During the midst of all the new curve balls Gray threw at us, COVID hit and obviously this was terrifying because all I heard was about the sick, the dying and really no one knowing what exactly this virus was. Having a new baby when all of this was coming out was extremely stressful, constantly waiting for symptoms to start on any of us was driving me crazy.
March came and we went into lockdown the day I was supposed to go back to work. Luckily, I have always pretty much worked from home so this wasn’t anything new for me except now the non-profit I worked for was on the rocks because of the pandemic and I was now juggling both kids being home.
Also, in March my husband got sick (which looking back I think was COVID) so he was quarantined in the basement for a week and then my mother in law got COVID from the nursing home she works at. My in-laws are a huge chunk of my babysitting for the week and because of my mother in law getting sick we did not see them for over a month. This is when I gained even more respect for stay at home moms, more than I already did! You women are super heroes.

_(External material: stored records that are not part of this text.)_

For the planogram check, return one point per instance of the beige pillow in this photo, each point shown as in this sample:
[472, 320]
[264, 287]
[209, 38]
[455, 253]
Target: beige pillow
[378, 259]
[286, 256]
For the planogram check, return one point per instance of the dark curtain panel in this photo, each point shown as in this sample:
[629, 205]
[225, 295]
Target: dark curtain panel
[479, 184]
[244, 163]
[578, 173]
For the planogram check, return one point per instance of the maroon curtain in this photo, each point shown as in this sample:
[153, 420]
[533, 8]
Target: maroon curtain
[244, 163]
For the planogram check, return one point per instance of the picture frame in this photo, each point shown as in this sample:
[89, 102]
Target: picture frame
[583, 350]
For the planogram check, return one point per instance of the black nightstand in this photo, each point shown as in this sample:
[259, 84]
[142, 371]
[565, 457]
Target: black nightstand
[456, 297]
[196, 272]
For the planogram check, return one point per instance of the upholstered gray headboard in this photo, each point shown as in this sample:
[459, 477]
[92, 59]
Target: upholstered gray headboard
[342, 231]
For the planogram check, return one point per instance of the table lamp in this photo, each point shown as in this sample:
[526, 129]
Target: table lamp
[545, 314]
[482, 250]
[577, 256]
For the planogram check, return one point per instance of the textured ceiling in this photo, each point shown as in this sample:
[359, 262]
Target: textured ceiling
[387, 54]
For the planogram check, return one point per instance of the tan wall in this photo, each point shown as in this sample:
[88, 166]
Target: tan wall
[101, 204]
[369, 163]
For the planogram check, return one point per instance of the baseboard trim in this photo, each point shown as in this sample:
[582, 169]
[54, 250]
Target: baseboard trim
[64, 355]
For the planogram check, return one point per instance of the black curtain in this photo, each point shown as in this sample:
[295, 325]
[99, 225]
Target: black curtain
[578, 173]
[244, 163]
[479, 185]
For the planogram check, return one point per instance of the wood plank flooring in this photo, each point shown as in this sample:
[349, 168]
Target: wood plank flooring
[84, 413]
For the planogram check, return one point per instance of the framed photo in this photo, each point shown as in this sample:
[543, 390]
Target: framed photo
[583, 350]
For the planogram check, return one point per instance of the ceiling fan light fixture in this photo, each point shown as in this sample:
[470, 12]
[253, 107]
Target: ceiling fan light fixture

Thankfully the kids and myself never got sick and my husband got better within a week and after about a month my in laws were able to start seeing the kids again and babysit, which was good because then it was go time trying to save my job. My boss and I tried to find any grant possible to keep the nonprofit afloat for about 4 months. It was stressful never knowing if I was going to have a job the following week. However, when August hit, we decided to call it quits. There was just too much stress trying to keep the non-profit going and it didn’t look good.
During these past 9 months all of these things took a toll on my mental health, plus I was and am still dealing with postpartum body issues which just contributed to my mental health. Just like the mistake I made thinking Gray would be like Ava as a baby, I also thought this postpartum would be the same as my first time.
I do think I suffered from postpartum depression and anxiety and I think it is still affecting me. A lot of things contributed to this. Hormones from being either pregnant or breastfeeding for 3 years, dealing with a pandemic and all that has to bring along with everything else going on in the world right now. My body feeling like it was falling apart from the umbilical hernia (which I finally got fixed in August), the hemorrhoids I got from pregnancy that I am still struggling with, stomach problems from the stress, the depression around having to stop breastfeeding suddenly, postpartum hair loss, and the difficulty of just having a baby and a toddler and that adjustment. All of these issues made it hard for me to be consistent in working out, specifically weightlifting. Without my outlet of being active I feel weak and unhealthy both mentally and physically. Needless to say I felt like this person on the left.
The point of this blog was to give an update on Gray, but to also show moms that being a mom is hard and being a mom during a pandemic is even harder. This goes for all moms, whether you are a new mom and going through postpartum, have one child or multiple and/or dealing with older kids and home schooling.
All of it is hard but just breathe, hug your kids, be grateful for the good things and hang in there.